Destination Medical Center — the DMC plans need to work for everyone in Rochester, there needs to be a real concern for the average person in Rochester.

Parks Department — We need to provide enough resources for the Parks Department to properly serve Rochester. For years, we have underfunded the Parks Department, and we need to change the funding mechanism to work for all of us.



Recent transportation studies related to Destination Medical Center point to a need to reduce peak-period congestion into downtown and on downtown streets.

We asked Rochester City Council’s Ward 5 candidates what, if anything, they would suggest the council do to reduce downtown traffic impacts.

Here’s how they responded:

Shaun Palmer

The city needs a good balance on transportation. We need enough parking for all employees and visitors to the downtown. Providing Rapid Bus Service and bus lanes to all of Rochester will help accomplish this goal.

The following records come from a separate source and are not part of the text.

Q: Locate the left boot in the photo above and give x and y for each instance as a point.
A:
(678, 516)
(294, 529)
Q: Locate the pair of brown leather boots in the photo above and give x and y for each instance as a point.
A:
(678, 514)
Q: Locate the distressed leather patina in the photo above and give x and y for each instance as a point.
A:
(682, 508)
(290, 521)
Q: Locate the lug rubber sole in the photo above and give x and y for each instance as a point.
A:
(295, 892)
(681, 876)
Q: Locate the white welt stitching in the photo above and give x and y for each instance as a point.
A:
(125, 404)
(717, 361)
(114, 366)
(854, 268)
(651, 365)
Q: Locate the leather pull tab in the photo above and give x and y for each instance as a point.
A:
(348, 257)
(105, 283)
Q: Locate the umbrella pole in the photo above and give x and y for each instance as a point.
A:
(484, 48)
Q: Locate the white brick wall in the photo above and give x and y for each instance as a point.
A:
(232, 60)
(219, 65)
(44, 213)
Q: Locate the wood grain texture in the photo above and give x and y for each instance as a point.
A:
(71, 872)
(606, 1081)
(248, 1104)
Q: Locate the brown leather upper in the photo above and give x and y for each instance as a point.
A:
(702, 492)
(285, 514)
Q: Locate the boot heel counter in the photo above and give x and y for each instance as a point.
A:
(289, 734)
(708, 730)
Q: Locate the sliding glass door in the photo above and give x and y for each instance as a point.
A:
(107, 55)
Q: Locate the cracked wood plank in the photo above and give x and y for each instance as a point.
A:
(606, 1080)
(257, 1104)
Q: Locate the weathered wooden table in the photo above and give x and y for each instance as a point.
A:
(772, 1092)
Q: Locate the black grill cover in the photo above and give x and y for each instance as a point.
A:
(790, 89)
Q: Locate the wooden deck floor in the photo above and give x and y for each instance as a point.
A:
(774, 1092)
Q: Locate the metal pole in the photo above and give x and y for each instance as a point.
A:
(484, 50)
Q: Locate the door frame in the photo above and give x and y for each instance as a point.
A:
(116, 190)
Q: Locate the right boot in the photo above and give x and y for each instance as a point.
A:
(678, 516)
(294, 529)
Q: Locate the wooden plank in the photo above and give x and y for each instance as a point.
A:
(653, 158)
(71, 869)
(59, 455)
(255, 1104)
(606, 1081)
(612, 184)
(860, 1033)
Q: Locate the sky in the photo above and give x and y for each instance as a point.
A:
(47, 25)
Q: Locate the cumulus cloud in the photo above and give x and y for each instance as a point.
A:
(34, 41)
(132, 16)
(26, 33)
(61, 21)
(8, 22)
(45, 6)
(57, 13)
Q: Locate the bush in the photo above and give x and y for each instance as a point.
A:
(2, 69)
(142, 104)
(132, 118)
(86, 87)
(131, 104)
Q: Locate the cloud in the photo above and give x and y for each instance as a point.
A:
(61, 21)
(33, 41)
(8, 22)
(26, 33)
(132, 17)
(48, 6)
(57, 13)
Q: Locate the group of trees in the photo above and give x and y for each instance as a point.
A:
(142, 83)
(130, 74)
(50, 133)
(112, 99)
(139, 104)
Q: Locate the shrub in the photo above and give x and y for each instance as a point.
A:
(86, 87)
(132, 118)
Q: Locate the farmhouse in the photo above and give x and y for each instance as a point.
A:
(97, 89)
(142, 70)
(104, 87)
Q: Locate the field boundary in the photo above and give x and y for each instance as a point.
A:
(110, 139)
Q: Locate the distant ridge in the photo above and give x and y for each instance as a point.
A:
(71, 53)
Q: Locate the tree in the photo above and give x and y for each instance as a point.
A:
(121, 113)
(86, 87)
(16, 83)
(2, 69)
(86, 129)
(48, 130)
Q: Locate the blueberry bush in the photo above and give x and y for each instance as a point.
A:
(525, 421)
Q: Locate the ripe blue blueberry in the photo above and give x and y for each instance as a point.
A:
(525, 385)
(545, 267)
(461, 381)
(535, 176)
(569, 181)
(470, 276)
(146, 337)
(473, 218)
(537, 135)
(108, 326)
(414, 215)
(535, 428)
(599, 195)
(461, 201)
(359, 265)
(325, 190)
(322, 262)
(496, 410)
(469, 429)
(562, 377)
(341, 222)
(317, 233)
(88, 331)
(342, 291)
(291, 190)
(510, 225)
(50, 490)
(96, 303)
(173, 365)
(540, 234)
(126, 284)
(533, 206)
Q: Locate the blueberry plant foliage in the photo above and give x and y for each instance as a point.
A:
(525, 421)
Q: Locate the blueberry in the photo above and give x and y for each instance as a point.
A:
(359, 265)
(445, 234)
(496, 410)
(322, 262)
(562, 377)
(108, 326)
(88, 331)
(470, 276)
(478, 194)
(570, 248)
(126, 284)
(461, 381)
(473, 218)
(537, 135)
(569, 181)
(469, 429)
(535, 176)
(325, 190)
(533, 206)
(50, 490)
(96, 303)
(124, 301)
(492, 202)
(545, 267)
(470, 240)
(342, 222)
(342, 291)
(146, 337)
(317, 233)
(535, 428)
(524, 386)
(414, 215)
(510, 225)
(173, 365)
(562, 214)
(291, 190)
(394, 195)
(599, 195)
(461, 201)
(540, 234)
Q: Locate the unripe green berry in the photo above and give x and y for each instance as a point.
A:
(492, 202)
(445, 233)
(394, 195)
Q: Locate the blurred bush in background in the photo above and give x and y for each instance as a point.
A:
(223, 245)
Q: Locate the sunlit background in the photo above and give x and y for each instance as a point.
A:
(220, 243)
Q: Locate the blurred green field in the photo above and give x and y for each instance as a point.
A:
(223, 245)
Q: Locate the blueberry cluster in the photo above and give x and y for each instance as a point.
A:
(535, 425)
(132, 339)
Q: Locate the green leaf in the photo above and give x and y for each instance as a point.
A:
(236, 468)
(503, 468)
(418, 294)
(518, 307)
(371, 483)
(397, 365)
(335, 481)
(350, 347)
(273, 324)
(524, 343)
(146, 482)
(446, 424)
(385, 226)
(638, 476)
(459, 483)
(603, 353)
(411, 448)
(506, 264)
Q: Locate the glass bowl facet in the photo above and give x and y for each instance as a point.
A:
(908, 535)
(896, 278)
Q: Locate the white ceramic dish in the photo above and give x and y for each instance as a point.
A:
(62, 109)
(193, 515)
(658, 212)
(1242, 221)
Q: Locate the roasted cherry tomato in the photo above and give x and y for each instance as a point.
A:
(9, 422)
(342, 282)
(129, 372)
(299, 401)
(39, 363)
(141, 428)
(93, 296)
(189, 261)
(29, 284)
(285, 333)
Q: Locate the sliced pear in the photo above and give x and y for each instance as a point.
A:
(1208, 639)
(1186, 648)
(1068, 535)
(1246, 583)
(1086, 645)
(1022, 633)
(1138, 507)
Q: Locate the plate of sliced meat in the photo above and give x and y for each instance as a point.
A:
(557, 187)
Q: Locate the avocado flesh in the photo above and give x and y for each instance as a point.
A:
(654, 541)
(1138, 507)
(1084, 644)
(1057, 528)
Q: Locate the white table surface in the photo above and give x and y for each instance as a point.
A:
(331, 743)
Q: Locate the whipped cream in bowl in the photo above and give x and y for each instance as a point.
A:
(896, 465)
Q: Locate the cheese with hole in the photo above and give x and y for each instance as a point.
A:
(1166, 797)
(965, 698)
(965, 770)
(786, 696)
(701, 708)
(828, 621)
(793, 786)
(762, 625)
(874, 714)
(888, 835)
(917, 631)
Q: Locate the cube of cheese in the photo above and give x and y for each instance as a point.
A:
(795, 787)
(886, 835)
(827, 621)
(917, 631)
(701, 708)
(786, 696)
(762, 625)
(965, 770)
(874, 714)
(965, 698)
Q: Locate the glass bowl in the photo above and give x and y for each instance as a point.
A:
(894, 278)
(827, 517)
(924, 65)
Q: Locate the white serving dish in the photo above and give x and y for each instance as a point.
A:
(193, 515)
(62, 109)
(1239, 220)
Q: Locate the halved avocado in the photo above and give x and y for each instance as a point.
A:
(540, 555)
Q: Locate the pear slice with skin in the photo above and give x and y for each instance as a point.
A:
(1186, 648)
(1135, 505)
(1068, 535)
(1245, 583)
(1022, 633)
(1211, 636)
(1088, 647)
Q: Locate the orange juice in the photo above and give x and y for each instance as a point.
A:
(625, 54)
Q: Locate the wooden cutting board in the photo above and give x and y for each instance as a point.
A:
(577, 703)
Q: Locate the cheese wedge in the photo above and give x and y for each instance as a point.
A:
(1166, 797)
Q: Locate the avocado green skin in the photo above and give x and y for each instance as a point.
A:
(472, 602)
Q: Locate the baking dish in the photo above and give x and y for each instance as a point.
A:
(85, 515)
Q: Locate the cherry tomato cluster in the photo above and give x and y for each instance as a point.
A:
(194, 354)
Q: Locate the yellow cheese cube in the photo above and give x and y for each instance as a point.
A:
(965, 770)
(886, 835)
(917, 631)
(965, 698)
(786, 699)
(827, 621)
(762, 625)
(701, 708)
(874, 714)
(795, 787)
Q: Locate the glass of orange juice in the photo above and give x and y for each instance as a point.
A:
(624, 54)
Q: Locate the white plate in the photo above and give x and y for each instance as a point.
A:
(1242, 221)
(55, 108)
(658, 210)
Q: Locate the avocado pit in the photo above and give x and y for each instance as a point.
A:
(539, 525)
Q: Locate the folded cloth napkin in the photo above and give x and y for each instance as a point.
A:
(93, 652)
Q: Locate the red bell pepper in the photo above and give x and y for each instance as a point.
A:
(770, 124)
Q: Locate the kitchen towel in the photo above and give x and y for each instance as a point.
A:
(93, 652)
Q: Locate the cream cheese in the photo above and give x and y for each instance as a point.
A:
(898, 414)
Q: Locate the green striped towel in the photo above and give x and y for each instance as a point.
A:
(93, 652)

We should try to change the way we deal with commuters coming into Rochester. With Rapid Bus Service, we can have dedicated bus lanes that can accommodate transportation needs as they change over the seasons and as needed for special events.

Commuter traffic is a regional issue, so the state should be involved in providing bus service for park and ride lots at times that meet the needs of employee schedules. Parking ramps need to have the ground level reserved for business customers and provide a welcoming store front.

Judy Hickey

Increasing downtown Rochester workers’ use of public transportation and carpooling is key to reducing congestion during peak periods on downtown streets.

The Public Transit Department must partner with the Mayo Clinic, University of Minnesota–Rochester, and other downtown employers to market and incentivize the public transit system to their employees, educating the community and giving reasons to switch to alternative transit.

Public transportation should be simple, efficient and safe to use, while being economical, in order to increase the usage by daily commuters. Promote the park-and-ride lots for downtown commuters. If public transit is fast and eliminates parking hassles, people will choose it.

Improving technology through trip planning and rideshare carpooling apps will help to reduce single riders from driving and parking downtown.


What needs fixed?

A recent phone survey conducted on behalf of the city of Rochester asked what, if anything, people would like to see fixed or improved in Rochester.

Survey participants said adding parks, improving street maintenance and building more affordable housing were at the top of the list, but none of the suggestions saw support from more than 9 percent of those questioned.

We asked candidates seeking the Ward 5 seat on the Rochester City Council what single issue they would suggest needs fixed or approved.

Here’s how they responded:

Judy Hickey

Surveyed Rochester residents identified street maintenance, along with parks and housing, as a top issues needing improvement.

Street maintenance includes repair, snow removal, de-icing measures, and cleaning of streets. Proper maintenance avoids the more costly road replacement. Winter conditions stress Rochester roads making proper maintenance of primary importance. The physical condition and safety of streets are important to residents’ daily use.

City council can ensure the proper annual funding of roads maintenance, with the expectation that preventative maintenance is the top priority for the long-term upkeep of the city’s streets. The repair of potholes and sealing of street cracks need to be accomplished within a short time frame to prevent further deterioration and extend the life of our roadways to avoid the more costly reconstruction.

Shaun Palmer

The citizens of Rochester have worked very hard to make Rochester a great city.

The survey results point to a welcoming community and one that works for everyone. The goal of your councilperson should be planning for Rochester’s future by listening to the citizens and being engaged with the community, My decisions will always be based on “what is best for Rochester.”

Let’s work together on enhancing the quality of life for everyone.

Most cities would love to have these survey results that Rochester has earned.

By voting in the upcoming primary, you will pick the direction you want your city to go.